Off-Target File Description

The off-target file describes the predicted off-target sites for a guide. Off-target information is used solely to highlight predicted off-target sequences when plotting. The file should be in CSV format and should contain the following columns:

column name description example value(s)
loc The location of the off-target hit in the format chr:pos. chr1:1234567
off_target The genomic sequence at the off-target site. Must be only [ACGTagct]. ATGATcTATGCGCgAaACGTCA

Example Data

A small example data set is contained within the example_data directory.
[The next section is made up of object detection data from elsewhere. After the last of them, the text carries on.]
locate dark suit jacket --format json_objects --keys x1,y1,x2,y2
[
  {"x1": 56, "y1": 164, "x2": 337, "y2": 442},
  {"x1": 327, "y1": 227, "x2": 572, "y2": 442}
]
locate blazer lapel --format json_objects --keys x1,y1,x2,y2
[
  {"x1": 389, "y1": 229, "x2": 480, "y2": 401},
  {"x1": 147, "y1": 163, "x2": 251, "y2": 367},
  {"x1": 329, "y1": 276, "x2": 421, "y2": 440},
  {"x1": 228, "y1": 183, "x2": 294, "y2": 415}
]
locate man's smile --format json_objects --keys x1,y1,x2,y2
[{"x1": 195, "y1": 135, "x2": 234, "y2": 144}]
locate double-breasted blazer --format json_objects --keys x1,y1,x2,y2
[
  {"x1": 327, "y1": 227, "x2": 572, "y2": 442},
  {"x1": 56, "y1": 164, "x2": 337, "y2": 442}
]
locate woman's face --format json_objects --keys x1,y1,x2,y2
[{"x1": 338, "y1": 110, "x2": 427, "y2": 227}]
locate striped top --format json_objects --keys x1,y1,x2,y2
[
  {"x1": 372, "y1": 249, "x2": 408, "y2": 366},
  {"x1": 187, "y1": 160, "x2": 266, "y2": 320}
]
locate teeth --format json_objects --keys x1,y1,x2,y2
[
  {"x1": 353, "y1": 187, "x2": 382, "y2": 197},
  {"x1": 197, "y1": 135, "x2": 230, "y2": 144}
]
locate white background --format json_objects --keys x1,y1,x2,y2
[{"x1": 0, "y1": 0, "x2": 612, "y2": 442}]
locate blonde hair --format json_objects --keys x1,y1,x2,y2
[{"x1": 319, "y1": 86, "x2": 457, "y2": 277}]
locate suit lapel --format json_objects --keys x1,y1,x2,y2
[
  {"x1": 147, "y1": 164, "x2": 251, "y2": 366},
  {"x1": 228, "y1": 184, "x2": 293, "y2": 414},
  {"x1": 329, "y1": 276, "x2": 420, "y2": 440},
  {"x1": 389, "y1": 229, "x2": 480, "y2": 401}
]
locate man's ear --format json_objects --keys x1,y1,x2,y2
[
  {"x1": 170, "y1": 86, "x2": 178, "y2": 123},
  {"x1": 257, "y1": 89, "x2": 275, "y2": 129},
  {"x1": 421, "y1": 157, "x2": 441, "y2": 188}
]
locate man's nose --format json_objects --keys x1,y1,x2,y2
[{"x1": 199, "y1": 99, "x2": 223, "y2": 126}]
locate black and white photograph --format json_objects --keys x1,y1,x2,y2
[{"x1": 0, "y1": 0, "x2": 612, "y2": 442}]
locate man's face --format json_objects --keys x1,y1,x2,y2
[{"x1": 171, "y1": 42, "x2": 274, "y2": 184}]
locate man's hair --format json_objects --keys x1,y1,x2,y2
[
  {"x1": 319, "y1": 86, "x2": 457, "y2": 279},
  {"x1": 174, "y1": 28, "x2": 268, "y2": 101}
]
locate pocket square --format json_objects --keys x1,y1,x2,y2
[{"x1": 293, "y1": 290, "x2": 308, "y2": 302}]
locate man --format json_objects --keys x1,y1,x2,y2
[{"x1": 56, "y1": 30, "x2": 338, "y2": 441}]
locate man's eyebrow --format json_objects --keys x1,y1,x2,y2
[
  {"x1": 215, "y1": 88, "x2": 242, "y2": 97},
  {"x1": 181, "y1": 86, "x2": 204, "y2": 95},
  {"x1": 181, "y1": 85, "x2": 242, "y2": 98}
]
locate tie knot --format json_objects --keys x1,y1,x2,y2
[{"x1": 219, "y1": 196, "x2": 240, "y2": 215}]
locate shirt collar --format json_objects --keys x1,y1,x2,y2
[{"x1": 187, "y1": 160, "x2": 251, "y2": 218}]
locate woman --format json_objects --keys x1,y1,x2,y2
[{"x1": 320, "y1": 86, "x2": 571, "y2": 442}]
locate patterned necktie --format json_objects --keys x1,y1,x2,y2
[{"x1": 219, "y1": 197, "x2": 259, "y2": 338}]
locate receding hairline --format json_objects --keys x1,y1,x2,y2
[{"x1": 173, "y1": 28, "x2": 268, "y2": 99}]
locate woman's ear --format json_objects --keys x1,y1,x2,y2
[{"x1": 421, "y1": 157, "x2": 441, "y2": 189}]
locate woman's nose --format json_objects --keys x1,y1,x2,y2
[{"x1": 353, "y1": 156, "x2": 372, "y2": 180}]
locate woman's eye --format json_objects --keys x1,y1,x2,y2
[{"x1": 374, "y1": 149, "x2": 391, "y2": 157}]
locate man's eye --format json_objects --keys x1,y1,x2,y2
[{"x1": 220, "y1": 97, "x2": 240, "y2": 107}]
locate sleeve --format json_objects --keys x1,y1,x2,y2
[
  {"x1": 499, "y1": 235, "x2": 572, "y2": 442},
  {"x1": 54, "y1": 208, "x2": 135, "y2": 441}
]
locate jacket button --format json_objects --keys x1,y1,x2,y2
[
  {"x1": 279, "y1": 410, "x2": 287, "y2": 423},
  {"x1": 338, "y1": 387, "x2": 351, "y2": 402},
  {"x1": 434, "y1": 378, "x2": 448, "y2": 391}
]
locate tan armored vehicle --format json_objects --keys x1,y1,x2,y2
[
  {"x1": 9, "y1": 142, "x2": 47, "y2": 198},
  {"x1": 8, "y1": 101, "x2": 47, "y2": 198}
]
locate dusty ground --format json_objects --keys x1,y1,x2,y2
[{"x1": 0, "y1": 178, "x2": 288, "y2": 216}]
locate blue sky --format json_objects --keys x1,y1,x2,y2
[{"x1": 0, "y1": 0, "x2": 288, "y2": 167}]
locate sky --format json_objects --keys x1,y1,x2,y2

The example dataset can be processed using the following command:

java -jar target/scala-2.12/blt.jar AnalyzeExperiment \
  -i example_data/inputs/reads.fastq.gz \
  -s example_data/inputs/sample-manifest.txt \
  --fixed-guide-length=23 \
  -o example_analysis_outputs \
  --min-uncut-reads=1 \
  --use-cut-samples-in-validation=true 

The sample-manifest.txt contains relative paths to the off-target file(s); the command given above must be executed from the main project directory, or the paths in the manifest must be adjusted.

A set of outputs from running the above command on the example inputs is available in the example_data/outputs directory.